There is a growing recognition that health and wellness apps need to play a much stronger role in health care systems, self-care and health prevention than they do today. However, health care systems, health professionals, patients and citizens lack means to adequately assess the quality and reliability of the many apps to choose from, for every purpose, in each app store. Suppliers experience the varying national approval processes as confusing and unclear as to what is expected and the depth of evidence that is required by each approval body. We intend to break through the impasse by leveraging the golden opportunity of the publication in July 2021 of the ISO 82304?2 Technical Specification (TS) and its health app quality label. Work is now needed to turn this globally endorsed quality assessment and health app quality label into the EU assessment and EU mHealth label, embed it within the approval and reimbursement processes of European countries and foster cross-country alignment of these approval processes. The objective of Label2Enable is threefold: achieve trust, use and adoption.

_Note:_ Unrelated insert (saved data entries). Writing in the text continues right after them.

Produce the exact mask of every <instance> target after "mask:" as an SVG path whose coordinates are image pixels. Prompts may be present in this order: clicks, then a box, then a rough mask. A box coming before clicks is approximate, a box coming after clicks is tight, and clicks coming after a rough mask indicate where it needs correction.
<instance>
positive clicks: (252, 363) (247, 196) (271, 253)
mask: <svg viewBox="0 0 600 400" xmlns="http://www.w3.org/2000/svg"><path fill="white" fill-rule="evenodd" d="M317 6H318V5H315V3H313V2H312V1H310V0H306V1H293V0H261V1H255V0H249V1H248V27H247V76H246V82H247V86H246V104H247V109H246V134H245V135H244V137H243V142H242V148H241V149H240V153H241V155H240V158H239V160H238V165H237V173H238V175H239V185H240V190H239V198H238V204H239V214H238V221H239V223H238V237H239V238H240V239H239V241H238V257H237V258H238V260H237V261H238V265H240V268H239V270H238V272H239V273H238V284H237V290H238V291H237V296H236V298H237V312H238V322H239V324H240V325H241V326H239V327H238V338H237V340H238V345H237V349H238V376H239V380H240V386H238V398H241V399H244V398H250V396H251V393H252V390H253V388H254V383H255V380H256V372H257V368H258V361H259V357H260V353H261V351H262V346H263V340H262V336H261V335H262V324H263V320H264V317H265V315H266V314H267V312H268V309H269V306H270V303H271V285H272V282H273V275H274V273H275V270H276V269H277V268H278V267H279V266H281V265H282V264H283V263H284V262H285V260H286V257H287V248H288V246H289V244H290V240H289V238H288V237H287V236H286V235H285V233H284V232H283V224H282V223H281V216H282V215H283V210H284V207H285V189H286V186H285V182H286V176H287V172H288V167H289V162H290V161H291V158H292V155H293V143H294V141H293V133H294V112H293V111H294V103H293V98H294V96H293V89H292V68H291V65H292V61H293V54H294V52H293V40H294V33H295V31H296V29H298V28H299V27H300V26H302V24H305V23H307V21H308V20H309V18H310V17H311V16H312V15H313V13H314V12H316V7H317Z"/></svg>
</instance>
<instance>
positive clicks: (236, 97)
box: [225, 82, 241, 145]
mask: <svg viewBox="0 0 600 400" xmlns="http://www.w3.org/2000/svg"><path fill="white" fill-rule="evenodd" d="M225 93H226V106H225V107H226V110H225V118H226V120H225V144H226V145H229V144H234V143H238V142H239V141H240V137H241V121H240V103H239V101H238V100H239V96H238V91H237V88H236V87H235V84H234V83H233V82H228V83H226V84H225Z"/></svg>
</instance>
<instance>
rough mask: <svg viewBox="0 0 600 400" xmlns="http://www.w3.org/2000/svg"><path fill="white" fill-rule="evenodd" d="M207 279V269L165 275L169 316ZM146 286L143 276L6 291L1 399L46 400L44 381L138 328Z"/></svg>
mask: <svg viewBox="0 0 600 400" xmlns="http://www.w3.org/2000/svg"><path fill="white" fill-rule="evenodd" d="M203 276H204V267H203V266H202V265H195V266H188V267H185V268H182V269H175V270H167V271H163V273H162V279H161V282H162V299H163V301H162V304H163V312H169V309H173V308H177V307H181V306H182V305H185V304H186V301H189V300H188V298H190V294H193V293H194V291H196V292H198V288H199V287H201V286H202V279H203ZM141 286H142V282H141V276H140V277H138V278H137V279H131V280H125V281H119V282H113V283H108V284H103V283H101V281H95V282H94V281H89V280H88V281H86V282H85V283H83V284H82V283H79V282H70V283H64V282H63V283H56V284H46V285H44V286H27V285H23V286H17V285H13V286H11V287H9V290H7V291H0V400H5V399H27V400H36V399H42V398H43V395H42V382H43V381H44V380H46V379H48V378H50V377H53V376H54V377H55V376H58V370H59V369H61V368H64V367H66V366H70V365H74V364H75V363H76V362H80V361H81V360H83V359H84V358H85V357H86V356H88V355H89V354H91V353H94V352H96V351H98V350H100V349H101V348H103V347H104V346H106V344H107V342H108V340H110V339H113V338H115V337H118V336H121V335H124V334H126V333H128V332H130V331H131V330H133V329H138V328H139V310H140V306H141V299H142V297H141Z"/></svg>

We will pursue: 1. trust with an EU certification scheme that results in consistent compliant inclusive app assessments 2. use with: - a more detailed health app quality report that enables health professionals to recommend apps and insurers to speed up decisions on reimbursements - supporting communication that enables all patients, citizens and carers to use the label in considering health apps - social experimentation to promote app stores, app libraries and other routinely used trusted sources that (seek to) offer health apps to effectively publish the label alongside them 3. adoption of the TS and cross-country recognition with pilots, use stories, advocacy, mass communication and targeted multi-stakeholder engagement, affordable app assessments and a sustainable non-profit entity that will maintain the scheme, accredit app assessors and promote the TS after the project.